Soudain, Marley s'assied, et me pousse en arrière. Surpris, je n'ai pas le temps de me rattraper, et je tombe en arrière dans la pente. Je me laisse rouler jusqu'à l'étang, et je tombe lourdement dans l'eau. Je me laisse tomber au fond, allant jusqu'au bout de mon air. Et puis je frappe le sol pour remonter à la surface. Derrière moi, j'entends le bruit de quelque chose qui entre avec fracas dans l'eau. Je me retourne et vois la tête de Marley sortir, un peu éberluée.

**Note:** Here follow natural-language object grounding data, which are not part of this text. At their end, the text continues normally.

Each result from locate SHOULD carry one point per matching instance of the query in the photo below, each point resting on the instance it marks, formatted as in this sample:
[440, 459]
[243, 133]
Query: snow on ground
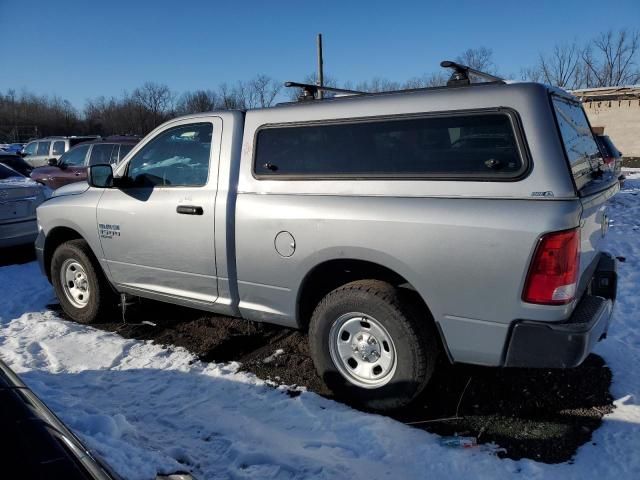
[145, 408]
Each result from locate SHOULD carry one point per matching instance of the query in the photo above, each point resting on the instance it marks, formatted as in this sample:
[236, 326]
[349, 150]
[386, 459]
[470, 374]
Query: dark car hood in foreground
[36, 444]
[44, 171]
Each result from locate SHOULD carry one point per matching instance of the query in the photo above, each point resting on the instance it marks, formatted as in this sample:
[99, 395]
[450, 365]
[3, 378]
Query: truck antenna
[310, 91]
[460, 75]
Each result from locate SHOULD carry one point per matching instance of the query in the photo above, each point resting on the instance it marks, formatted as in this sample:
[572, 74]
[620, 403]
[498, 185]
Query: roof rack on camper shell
[459, 77]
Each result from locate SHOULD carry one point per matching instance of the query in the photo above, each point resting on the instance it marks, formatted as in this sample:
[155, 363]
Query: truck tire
[80, 285]
[372, 345]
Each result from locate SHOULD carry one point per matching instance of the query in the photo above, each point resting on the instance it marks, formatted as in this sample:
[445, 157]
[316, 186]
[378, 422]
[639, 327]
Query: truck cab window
[177, 157]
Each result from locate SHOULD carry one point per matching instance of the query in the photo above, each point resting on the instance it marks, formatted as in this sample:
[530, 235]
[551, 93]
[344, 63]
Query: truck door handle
[189, 210]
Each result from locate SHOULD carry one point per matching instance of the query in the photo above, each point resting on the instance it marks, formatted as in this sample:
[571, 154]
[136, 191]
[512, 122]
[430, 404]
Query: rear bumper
[566, 344]
[18, 233]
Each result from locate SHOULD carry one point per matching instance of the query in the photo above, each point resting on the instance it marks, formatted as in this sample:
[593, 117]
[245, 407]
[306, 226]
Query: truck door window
[30, 149]
[177, 157]
[43, 148]
[58, 148]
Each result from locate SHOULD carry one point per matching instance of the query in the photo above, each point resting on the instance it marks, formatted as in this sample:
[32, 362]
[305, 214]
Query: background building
[617, 110]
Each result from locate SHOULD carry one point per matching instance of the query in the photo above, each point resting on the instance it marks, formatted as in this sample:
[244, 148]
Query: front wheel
[372, 345]
[80, 285]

-Elle est super bonne, hein ? Je l'apostrophe.

- Carrément ouais.

Elle me sourit, et j'ai l'impression d'avoir le soleil face à moi. Je la rejoins en brasse coulée, ressors à quelques centimètres d'elle.

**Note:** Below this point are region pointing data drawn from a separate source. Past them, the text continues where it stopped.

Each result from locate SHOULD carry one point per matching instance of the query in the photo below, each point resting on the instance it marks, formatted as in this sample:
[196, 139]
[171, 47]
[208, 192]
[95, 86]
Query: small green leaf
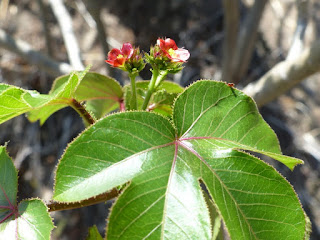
[161, 101]
[101, 93]
[94, 234]
[29, 220]
[163, 165]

-T'as déjà fait l'ascenseur ? Je demande.

Elle fait non de la tête. Je lui explique.

-Je vais sous l'eau, tu te mets debout sur mes épaules et tu attrapes mes mains, je fais deux secousses, et à la troisième, tu lâches et on te propulse en avant. Prête ?

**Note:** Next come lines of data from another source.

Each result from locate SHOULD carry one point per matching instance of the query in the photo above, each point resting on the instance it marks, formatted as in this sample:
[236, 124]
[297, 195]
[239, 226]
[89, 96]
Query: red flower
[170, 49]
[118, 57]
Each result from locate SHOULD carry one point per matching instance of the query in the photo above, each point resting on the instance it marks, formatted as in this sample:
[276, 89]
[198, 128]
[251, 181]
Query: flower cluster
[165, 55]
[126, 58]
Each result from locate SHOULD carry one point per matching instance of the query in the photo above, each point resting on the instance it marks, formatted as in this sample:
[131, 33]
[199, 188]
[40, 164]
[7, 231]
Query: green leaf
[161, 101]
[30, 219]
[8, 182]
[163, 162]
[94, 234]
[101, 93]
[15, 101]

Cette fois, elle fait oui, et se prépare. Je prends une longue inspiration et descends sous l'eau. JE sens ses pieds se poser sur mes épaules, et ses mains prendre les miennes. Je fais les deux secousses, et pousse au plus fort sur mes pieds. Elle s'envole, s'écrase dans l'eau. Elle ressort en prenant une grande goulée d'air. Elle a des étoiles dans les yeux quand elle me regarde.

Nous jouons dans l'eau de longues minutes encore avant de sortir. Marley retire son débardeur, restant en sous-vêtements. Elle s'allonge dans l'herbe. J'enlève mon jean trempé et lourd, l'étend au soleil, et me couche dans la continuité de Marley. Nos têtes sont côte à côte, et nous regardons le même ciel illuminé, les mêmes nuages immaculés. Nous restons ainsi, somnolant, rêvassant, pendant une bonne heure. Nous n'échangeons pas un mot. Quand je me redresse, Marley s'est endormie. Elle a l'air détendue, un vague sourire flotte sur ses lèvres. Sa peau brune est rougie par le soleil. Ses yeux clos s'agitent doucement face aux images qui défilent dans ses rêves. Je pose ma main sur son épaule nue, et elle papillonne des paupières. Lorsque ses yeux s'ouvrent et trouvent les miens, je murmure :

-Hello Sunshine...

Elle sourit, chuchote un petit :

-Salut toi.

Nous restons quelques secondes ainsi, sans dire un mot, tournés l'un vers l'autre. Elle a le visage chiffonné de ceux qui viennent de s'éveiller, mais déjà vif et malicieux. Elle est belle. Putain, qu'est ce qu'elle est belle. Avant que mes pensées ne dérivent, je me redresse.

-Nos fringues sont sèches, on peut les remettre.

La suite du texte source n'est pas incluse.